Do any of you like musicals? Or maybe even classical music?
I love musicals and have a particular joy in hearing recurring motifs. Do you know what I mean? When you’re listening to the instrumental parts of the musical, a motif sneaks into a current piece that reminds you of a scene that happened earlier in the musical. Sometimes, it brings the emotions from that earlier scene into the current one and we, as the audience, are like “oh, that reminds me of…”
The Sound of Music, Hamilton, as well as so many other musicals are full of those little hints.
I thought about motifs this week when I was reading the Biblical Christmas story. Particularly when reading Matthew 1:23:
“Behold, the virgin shall conceive and bear a son, and they shall call his name Immanuel” (which means, God with us).
As profound as this verse is (and should be), the idea of God being with his people is not a “new” idea in Matthew 1. In fact, there a numerous verses about God being with his people from Isaiah 41:10, Joshua 1:9, Deuteronomy 31:6, and the well-known Psalm 23 (verse 4 in particular) all the way into the New Testament where the announcement of Jesus’ birth to a young virgin named Mary and beyond.

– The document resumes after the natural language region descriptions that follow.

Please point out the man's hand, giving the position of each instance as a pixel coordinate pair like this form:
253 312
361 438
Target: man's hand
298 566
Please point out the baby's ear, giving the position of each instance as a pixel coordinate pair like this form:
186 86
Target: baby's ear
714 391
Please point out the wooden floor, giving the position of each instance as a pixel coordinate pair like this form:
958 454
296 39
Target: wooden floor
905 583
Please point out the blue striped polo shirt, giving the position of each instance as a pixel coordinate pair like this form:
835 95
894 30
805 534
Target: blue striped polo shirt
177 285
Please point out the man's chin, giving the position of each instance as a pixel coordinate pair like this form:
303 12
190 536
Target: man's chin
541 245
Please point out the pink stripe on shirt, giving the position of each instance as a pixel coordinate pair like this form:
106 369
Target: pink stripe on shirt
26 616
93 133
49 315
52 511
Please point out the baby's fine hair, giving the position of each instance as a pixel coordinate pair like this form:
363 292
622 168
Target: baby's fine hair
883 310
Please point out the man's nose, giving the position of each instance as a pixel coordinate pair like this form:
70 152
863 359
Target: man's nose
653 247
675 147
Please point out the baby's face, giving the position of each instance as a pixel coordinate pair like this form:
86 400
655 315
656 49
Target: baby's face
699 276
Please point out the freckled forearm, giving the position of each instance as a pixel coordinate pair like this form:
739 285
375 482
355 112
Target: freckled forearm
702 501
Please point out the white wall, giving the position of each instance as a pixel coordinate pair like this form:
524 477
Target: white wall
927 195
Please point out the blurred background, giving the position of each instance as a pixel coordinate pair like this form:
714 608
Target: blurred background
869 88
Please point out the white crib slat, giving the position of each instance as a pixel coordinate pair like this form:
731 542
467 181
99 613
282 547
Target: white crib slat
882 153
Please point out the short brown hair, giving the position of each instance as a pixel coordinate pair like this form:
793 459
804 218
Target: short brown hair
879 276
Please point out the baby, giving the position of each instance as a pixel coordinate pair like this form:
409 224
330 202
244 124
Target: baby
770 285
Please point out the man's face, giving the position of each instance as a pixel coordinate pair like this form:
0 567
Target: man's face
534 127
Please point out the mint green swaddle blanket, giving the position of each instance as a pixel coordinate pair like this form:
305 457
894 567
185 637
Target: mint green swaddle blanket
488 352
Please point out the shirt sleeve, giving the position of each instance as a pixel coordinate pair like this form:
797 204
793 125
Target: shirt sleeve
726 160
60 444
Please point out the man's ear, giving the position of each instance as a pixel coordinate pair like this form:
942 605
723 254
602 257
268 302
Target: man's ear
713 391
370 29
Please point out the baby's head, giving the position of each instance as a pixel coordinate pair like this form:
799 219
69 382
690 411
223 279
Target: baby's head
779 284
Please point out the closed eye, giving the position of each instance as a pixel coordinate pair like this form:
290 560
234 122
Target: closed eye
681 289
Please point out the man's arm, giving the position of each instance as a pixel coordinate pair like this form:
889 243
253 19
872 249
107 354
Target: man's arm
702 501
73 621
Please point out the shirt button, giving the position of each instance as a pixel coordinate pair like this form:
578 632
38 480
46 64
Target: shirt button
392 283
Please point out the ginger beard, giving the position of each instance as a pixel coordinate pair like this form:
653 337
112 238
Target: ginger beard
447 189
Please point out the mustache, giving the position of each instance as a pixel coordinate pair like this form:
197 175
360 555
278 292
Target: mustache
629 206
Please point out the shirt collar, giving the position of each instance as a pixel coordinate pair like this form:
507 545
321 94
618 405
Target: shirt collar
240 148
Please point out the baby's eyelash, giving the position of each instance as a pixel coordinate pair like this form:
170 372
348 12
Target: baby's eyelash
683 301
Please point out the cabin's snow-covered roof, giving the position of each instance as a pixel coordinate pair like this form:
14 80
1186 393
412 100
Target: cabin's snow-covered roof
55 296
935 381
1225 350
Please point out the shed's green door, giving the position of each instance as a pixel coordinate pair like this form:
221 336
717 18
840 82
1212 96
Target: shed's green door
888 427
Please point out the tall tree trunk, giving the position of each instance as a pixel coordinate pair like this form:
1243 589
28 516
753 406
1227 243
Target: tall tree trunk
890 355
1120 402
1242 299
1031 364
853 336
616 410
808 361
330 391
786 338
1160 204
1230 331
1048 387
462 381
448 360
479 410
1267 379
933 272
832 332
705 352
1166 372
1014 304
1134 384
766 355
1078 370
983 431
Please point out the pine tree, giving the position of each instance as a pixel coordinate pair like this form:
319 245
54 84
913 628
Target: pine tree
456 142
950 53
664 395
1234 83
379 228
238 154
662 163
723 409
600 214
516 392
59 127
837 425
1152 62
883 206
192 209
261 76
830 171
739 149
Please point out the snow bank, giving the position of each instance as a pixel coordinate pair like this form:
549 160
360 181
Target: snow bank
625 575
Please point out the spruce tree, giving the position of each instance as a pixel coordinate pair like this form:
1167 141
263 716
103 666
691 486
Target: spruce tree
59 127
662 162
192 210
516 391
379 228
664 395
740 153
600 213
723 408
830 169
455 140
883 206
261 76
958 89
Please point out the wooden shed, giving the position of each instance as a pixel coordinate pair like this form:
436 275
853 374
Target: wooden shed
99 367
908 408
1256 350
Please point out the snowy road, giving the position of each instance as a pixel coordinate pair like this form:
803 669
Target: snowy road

Jesus himself continues the theme later in Matthew (Note, it’s Matthew again. Coincidence? I think not!) In Matthew 28:20, Jesus is ascending after his resurrection and says, “And behold, I am with you always, to the end of the age.”
Interesting that in the first chapter of Matthew and the last chapter, we have this idea repeated. God with us.
A motif, of sorts, right? When Jesus mentions this about himself at the end of Matthew, it causes me to harken back to Matthew 1 when the angel starts off Jesus’ earthly story with the same theme. Kind of like God is just reminding everyone, “I was with you at the beginning and I’m going to be with you always. I mean it.”
If we really think about this idea of God being with us, it’s rather mind-boggling.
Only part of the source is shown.